While Sahar and her sisters claim they are being held because of their independent spirits and critical view towards some of their father’s social policies, their detention might have something to do with their support for Sheikh Nimr al-Nimr, a Shia cleric imprisoned in the powerful epicenter of Sunni Islam.

And, while it’s not a topic they have raised in their interviews with Western journalists, Sahar appeared in a video last April in which she called for opposition to her fathers’ regime and praised Nimr al-Nimr — a bold and possibly dangerous move.

Despite his alleged repression of religious minorities, in a statement, Vice President said he “appreciated” King Abdullah’s “efforts to move his country forward,” and Sen. John McCain (R-AZ) called him “an important voice for reform in Saudi Arabia.”

President Barack Obama praised the king for having “the courage of his convictions,” and for promoting security in the region, but steered clear of commenting on Saudi Arabian social policies.

“In a very discreet way, he was a strong advocate of women,” Christine Lagarde the head of the International Monetary Fund said from the Davos Economic Forum in Switzerland.

Even news reports heralded King Abdullah’s track record on civil rights, though the laudatory language was often followed by only vague or contradictory examples from his 9-year tenure as the head of Saudi Arabia.

CNN called him “a cautious reformer” citing “steps toward broader freedoms” without giving clear examples. The New York Times Douglas Martin and Ben Hubbard referred to the autocratic ruler as a “force of moderation,” although the already tempered phrase was followed by examples in which the King failed to carry out the reforms he publicly vowed to carry out.

While he did make it possible for women to work as cashiers — a significant liberalization in the Saudi context — the Times’ journalists note that he walked back on what they called “a promise made to Barbara Walters of ABC News in his first televised interview as king in October 2005” to make it legal for woman to drive there.

In the interview with Walters, however, King Abdullah never explicitly promised to shift policy to allow women to get behind the wheel. He said only, “I believe it will be possible.”

Although King Abdullah overturned the sentence of a woman who was to be lashed for driving in 2011, women have continued to face arrest for getting behind the wheel.
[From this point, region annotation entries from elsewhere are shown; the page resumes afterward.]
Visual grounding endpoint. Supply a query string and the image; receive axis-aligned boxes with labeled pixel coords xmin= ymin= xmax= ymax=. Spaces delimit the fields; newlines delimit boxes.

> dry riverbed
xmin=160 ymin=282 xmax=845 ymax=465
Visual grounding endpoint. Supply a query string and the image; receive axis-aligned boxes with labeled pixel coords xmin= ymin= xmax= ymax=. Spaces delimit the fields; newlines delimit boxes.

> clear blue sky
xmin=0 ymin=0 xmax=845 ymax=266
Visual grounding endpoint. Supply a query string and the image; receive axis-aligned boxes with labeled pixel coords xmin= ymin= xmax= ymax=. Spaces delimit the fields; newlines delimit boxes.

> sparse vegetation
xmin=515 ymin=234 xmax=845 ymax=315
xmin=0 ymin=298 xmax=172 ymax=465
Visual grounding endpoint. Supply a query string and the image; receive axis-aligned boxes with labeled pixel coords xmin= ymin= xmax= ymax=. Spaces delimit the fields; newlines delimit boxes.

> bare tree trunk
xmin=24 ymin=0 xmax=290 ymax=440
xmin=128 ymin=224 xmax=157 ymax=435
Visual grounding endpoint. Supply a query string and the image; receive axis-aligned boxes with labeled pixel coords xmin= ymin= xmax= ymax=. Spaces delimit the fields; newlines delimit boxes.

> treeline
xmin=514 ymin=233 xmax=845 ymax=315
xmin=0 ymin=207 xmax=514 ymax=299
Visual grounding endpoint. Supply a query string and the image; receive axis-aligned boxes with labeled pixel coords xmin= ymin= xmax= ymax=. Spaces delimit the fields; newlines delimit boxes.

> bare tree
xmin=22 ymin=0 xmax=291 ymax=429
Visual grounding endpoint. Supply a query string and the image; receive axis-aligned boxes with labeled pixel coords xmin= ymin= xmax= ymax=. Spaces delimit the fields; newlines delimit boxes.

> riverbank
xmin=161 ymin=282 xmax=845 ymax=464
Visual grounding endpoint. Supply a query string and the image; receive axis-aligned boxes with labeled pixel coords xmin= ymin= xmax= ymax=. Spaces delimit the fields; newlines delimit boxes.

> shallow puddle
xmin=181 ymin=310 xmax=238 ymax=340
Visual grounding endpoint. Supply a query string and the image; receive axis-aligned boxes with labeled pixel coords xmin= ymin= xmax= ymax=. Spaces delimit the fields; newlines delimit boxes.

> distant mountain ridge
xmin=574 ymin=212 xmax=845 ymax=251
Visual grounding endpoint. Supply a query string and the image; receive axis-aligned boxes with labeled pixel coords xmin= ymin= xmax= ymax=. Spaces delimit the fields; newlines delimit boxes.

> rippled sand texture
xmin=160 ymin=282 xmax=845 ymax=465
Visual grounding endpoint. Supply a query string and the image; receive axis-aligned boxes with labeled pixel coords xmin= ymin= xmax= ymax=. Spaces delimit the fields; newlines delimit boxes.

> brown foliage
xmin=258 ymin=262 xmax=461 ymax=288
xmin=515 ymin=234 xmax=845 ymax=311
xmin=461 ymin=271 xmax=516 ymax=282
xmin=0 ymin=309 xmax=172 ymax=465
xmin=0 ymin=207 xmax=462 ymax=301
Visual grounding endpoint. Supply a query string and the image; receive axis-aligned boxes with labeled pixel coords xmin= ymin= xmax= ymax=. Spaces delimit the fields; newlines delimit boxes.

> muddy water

Just last month, two Saudi Arabian women were arrested and detained for driving, one of whom garnered international attention for live-tweeting her attempt to cross the border from the United Arab Emirates where she is a licensed driver to her native Saudi Arabia.

“King Abdullah came to power promising reforms, but his agenda fell far short of achieving lasting institutional gains on basic rights for Saudi citizens,” Joe Stork a the Deputy Director of Human Rights’ Watch Middle East program said in a statement. “It is not enough for women to sit on the Shura Council if they can’t even drive themselves to work.”

In 2011, amid pressure from the revolutionary fervor sweeping Middle Eastern states, King Abdullah announced that women would be allowed to run and vote in future municipal elections. The move was blocked “because of the kingdom’s social customs.”

It’s not only Saudi Arabian women who face heavy-handed sentences for defying the country’s strict laws around social order.

Less than 10 percent of Saudis are able to vote.

According to a report by the human rights organization Amnesty International, more than 2,000 people were executed in Saudi Arabia between 1985 and 2013. The organization claims that many of those who have been tortured or killed were advocates for social and political reform in the country who were charged with vague offenses like “disobeying the ruler.”

On Friday, Saudi authorities again postponed the flogging of the progressive blogger Raif Badawi. Although the British foreign secretary raised concerns about brutal sentence awaiting the blogger with the Saudi ambassador to Britain prime minister was among those praising King Abdullah’s commitment to his people.

“He will be remembered for his long years of service to the kingdom, for his commitment to peace and for strengthening understanding between faiths,” David Cameron said.